Just want to elaborate on Kjetil M.'s answer, as that worked for me but I did not get what he means immediately. I wasn't until after a lot of attempts did I fix the problem and had a "oh that's what he meant" momment.
If your /etc/nginx/nginx.conf file and one of other config files /etc/nginx/sites-enabled/ use the same directive such as "user", you will run into this error. Just make sure only 1 version is active and comment out the other ones.
worker_* directives must be on the top of configuration, that means must be in /etc/nginx/nginx.conf
Example:
My firsts lines are:
user www-data;
worker_processes 4;
worker_connections 1024;
if you want to know how many workers is the best for your server you can run this command:
grep processor /proc/cpuinfo | wc -l
this tell you how many cores do you have, it doesn't make sense to have more workers than cores for websites.

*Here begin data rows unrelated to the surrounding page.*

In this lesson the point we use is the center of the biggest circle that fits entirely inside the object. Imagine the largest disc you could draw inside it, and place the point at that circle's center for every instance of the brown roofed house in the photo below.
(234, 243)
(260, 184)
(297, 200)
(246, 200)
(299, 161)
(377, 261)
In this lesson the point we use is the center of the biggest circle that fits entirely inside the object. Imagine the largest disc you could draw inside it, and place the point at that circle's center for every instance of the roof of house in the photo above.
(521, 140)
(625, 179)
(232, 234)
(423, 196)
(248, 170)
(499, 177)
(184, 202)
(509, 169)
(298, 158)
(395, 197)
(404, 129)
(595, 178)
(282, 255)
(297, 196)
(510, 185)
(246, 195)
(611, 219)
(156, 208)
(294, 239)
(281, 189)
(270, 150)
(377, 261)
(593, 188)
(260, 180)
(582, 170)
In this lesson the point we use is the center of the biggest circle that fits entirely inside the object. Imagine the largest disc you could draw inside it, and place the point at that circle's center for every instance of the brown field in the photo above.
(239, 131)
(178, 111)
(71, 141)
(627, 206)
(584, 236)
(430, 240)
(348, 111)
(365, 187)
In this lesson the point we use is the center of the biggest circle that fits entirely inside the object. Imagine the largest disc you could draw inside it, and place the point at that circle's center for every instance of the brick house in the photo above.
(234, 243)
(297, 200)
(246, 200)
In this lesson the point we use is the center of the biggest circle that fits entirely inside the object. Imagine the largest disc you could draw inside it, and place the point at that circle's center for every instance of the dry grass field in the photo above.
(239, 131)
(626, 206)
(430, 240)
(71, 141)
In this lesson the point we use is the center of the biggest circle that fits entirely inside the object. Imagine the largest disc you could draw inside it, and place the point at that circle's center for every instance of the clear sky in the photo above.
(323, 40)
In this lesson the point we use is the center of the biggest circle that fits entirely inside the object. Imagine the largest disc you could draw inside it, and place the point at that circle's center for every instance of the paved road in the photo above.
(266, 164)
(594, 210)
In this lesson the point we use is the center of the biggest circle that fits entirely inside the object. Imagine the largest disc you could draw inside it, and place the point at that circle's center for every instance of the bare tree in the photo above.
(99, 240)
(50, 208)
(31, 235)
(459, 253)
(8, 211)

if you want to know how many connections your workers can handle you can use this:
ulimit -n
Hope it helps.
I was getting the same error, but when I started nginx with -c options as
nginx -c conf.d/myapp.conf
it worked fine
Another thing, if you've created the config file on Windows and are using in on Linux, make sure the line endings are correct ("\r\n" vs. "\r") and that the file is not stored as unicode.
In my case, the error message appeared to show a space before user, even though there was no space there:
nginx: [emerg] unknown directive " user" in /etc/nginx/nginx.conf:1
Turns out that two of my .conf files had a BOM at the beginning of the file. Removing the BOM fixed the issue.